Tucker belonged to a disunionist group and the author’s research shows how the underground party developed and how such a group saw secession coming, and how they tried to hasten its arrival. Using editorials, newspaper articles, editorial pamphlets, lecterns of the class rooms, and trying to form a southern rights party these members along with Tucker would persuade others and shape the outcome of the secession movement. He was also instrumental justifying the proslavery argument of the south.
Brugger allows the reader to conceptualize the changing patterns of southern thought and philosophies of the nineteenth century in this study of Tucker. This microscopic story of one man in the right place and time, tells how a seed is planted and nourished into full bloom, the seed of secession and the growth of states rights, which lead to inevitable war. Using this character, Brugger will show how the moral changes in the southern manner of daily political and social life changed from the Revolution to the Civil War.

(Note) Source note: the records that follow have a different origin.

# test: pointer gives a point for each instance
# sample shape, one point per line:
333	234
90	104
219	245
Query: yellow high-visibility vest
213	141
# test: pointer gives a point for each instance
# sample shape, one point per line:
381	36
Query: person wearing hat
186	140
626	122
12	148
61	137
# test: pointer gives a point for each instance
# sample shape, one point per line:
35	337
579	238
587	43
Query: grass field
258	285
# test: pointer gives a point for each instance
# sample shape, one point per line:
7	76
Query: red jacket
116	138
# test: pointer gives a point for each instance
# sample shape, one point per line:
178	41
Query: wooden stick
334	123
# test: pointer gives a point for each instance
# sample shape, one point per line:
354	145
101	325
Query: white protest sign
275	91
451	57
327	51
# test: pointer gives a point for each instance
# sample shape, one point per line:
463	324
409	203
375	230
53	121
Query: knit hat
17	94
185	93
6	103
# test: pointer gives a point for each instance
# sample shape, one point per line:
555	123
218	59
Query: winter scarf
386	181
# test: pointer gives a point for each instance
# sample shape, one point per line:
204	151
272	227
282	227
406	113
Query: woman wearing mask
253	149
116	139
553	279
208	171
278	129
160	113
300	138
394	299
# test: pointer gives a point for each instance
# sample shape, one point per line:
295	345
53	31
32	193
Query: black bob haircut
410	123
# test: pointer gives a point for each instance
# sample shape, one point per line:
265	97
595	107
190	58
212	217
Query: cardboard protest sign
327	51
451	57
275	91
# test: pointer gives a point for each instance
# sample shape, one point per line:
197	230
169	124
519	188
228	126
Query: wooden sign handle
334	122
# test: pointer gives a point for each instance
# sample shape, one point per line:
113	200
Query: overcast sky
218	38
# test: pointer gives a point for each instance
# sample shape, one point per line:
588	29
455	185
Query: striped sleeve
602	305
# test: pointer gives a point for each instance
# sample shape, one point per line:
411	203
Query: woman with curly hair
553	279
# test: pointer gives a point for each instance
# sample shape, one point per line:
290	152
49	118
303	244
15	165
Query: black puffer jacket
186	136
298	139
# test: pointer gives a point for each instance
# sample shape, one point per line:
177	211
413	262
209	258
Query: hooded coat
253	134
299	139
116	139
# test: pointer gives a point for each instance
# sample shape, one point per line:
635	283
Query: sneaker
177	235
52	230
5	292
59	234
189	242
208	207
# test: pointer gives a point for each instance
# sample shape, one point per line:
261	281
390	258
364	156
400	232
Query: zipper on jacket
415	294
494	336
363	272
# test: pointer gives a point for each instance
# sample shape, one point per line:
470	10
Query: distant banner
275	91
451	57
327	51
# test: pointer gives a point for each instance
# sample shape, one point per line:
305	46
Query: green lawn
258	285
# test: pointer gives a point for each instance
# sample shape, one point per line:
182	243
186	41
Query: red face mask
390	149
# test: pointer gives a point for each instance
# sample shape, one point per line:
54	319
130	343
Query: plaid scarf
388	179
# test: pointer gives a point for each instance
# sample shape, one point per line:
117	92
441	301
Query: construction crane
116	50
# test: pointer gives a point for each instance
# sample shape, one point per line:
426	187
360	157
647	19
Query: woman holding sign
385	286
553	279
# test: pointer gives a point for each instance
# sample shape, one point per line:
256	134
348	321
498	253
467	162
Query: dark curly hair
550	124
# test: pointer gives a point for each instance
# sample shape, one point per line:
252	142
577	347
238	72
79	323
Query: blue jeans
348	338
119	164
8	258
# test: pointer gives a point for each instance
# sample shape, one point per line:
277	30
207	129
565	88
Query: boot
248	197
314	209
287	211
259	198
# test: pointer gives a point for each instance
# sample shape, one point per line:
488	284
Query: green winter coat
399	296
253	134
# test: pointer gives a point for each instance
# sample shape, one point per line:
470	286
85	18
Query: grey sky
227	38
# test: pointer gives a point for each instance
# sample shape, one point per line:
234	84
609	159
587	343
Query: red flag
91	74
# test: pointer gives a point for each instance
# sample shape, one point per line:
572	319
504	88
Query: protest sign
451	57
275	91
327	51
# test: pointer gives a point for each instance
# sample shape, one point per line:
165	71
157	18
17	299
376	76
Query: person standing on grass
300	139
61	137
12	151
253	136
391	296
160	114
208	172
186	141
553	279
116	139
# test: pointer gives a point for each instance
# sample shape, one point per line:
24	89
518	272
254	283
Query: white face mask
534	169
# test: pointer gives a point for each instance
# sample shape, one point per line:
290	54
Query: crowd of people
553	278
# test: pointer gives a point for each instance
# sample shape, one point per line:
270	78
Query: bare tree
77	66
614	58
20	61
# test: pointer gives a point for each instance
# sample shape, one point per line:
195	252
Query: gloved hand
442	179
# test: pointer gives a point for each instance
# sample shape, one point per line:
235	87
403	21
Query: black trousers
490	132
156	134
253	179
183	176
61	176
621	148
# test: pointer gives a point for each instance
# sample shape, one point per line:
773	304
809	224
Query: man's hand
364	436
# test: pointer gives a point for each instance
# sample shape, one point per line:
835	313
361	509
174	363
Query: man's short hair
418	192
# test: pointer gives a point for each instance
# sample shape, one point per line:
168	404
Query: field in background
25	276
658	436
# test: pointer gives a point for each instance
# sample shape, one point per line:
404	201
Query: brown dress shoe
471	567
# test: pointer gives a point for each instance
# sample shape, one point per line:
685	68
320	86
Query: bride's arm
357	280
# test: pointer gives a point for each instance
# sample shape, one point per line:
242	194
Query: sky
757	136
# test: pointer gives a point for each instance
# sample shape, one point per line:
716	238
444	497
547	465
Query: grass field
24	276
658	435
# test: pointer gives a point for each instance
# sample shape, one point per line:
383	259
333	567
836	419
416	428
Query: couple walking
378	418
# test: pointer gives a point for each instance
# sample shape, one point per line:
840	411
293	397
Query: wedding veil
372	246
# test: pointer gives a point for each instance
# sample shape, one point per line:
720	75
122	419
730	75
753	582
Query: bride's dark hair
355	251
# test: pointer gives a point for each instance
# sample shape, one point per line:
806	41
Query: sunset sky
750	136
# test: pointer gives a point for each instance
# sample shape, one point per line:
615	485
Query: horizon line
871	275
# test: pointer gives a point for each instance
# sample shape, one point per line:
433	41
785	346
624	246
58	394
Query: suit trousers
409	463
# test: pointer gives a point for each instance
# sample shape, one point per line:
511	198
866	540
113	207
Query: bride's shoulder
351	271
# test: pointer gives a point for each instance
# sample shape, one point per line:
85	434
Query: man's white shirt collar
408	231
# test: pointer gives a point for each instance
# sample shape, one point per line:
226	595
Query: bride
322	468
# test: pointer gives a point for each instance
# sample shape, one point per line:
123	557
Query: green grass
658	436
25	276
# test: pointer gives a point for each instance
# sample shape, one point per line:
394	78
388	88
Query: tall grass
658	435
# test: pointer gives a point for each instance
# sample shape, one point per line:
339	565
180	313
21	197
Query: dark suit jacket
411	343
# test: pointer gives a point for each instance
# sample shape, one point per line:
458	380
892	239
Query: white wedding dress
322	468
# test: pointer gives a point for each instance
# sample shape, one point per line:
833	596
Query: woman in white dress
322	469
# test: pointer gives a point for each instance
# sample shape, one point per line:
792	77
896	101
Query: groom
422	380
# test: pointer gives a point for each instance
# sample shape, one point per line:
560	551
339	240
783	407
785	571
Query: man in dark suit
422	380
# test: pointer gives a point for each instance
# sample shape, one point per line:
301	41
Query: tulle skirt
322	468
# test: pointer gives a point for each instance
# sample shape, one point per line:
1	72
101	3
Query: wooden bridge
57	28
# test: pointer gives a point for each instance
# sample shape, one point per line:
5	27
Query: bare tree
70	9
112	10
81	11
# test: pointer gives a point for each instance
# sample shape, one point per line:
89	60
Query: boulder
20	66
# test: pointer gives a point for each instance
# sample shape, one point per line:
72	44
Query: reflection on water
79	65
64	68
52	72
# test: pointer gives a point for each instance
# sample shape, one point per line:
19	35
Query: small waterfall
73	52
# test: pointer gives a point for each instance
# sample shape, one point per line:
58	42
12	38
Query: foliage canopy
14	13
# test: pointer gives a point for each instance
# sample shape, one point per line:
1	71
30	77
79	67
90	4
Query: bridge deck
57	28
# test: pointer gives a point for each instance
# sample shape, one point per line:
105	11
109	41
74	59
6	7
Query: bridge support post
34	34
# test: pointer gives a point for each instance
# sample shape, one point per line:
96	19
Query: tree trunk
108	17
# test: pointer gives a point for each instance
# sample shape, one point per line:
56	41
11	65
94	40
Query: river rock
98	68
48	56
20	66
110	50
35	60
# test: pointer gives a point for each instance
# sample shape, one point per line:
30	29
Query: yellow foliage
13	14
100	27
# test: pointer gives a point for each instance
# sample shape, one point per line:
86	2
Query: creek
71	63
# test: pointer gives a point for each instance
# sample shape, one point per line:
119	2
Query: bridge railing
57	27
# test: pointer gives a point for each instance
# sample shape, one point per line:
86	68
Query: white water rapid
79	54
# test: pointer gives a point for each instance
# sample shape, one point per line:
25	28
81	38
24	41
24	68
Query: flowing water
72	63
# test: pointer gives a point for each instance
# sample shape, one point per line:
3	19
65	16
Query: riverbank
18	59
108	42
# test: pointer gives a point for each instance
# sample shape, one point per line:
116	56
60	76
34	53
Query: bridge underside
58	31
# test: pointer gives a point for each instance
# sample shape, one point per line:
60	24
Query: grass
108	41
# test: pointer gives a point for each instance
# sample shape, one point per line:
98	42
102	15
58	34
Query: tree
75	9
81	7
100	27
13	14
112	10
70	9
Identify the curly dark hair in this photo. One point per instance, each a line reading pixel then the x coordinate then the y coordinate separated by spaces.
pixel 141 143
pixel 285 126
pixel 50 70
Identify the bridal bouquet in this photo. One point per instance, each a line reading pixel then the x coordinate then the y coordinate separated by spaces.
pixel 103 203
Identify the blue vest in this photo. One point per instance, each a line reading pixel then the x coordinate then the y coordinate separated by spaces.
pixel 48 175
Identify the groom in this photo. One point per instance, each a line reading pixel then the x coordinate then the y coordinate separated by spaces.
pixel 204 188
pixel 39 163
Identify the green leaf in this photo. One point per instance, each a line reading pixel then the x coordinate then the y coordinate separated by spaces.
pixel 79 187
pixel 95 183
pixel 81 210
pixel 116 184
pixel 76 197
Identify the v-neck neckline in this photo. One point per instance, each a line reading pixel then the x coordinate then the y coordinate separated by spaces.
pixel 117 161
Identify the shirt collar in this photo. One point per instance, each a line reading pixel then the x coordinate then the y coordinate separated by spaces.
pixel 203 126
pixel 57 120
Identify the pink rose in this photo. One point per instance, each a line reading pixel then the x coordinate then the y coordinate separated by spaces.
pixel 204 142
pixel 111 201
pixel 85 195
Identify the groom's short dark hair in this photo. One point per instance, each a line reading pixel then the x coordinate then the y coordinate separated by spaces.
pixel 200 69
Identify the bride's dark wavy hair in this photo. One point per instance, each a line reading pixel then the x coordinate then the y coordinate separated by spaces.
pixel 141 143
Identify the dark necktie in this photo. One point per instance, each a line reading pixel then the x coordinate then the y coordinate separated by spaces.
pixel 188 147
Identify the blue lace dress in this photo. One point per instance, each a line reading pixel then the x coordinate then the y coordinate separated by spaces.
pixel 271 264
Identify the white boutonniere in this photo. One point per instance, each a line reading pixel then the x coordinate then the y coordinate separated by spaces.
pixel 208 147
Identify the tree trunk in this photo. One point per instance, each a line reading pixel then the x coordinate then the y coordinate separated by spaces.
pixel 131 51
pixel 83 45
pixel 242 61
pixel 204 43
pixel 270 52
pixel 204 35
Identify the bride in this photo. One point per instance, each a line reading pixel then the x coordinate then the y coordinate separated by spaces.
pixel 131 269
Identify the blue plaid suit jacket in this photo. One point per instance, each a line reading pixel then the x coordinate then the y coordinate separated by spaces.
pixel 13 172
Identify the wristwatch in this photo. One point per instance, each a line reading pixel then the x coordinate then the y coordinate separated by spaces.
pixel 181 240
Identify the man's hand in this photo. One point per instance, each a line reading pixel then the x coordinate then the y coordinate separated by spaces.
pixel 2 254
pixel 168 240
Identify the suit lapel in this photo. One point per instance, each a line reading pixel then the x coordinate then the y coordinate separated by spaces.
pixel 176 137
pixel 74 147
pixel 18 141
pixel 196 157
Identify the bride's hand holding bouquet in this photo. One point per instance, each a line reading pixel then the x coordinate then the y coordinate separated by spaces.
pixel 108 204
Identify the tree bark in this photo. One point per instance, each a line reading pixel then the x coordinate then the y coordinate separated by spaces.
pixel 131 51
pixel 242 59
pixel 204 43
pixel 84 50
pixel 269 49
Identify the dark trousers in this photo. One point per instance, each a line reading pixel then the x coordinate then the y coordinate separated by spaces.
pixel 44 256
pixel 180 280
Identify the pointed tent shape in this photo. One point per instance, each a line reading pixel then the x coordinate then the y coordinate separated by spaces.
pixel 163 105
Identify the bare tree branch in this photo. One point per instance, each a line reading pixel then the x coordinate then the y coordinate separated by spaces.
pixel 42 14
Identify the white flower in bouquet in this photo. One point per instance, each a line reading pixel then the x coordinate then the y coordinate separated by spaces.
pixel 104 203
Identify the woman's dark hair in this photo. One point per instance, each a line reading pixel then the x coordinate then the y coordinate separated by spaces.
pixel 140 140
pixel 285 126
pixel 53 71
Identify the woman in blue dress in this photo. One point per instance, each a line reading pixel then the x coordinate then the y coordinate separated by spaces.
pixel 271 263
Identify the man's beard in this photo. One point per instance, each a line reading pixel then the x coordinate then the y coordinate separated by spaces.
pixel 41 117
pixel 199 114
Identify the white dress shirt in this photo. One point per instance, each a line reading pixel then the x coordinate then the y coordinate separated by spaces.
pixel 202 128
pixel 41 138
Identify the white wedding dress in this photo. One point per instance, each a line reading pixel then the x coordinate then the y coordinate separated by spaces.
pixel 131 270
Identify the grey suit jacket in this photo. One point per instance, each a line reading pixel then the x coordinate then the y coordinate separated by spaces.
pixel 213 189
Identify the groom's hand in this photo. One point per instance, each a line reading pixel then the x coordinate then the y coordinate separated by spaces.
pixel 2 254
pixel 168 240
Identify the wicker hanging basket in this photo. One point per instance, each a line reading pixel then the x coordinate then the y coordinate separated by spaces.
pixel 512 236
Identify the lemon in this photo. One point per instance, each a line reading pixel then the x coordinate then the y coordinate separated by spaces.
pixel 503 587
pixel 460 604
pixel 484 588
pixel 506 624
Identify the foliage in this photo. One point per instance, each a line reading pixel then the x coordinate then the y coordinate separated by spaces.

This is an in-depth biography of Tucker and his family. The author details many important facets in the subjects’ life, which shape Tuckers opinions about family relationships, politics, education, ethics, and most importantly southern philosophies. Tucker, influenced by the Scottish realist philosophers, rather than by the skepticism of David Hume or mysticism of Immanuel Kant led him to adopt the ideas of “ natural realism”. This Scottish realism taught non-dependence and Tucker used this to define his independence from family and those of a Federal government. He would struggle to bring about a crisis in order to cleanse the Virginia he loved, which in his mind must be separate from the Union. He became a tragic figure in history and never led the radical restoration as the messiah of the southern rights. His desires for change were viewed as extreme by many southern men and many labeled him merely a mad man, especially those Democrat’s in office who compromised during 1850.
This book is an extremely detailed and well-written account. It is exciting to read and holds within it a snapshot to those southern extremists who shaped the views cultivated into a regular practice in southern society before the Civil War and after.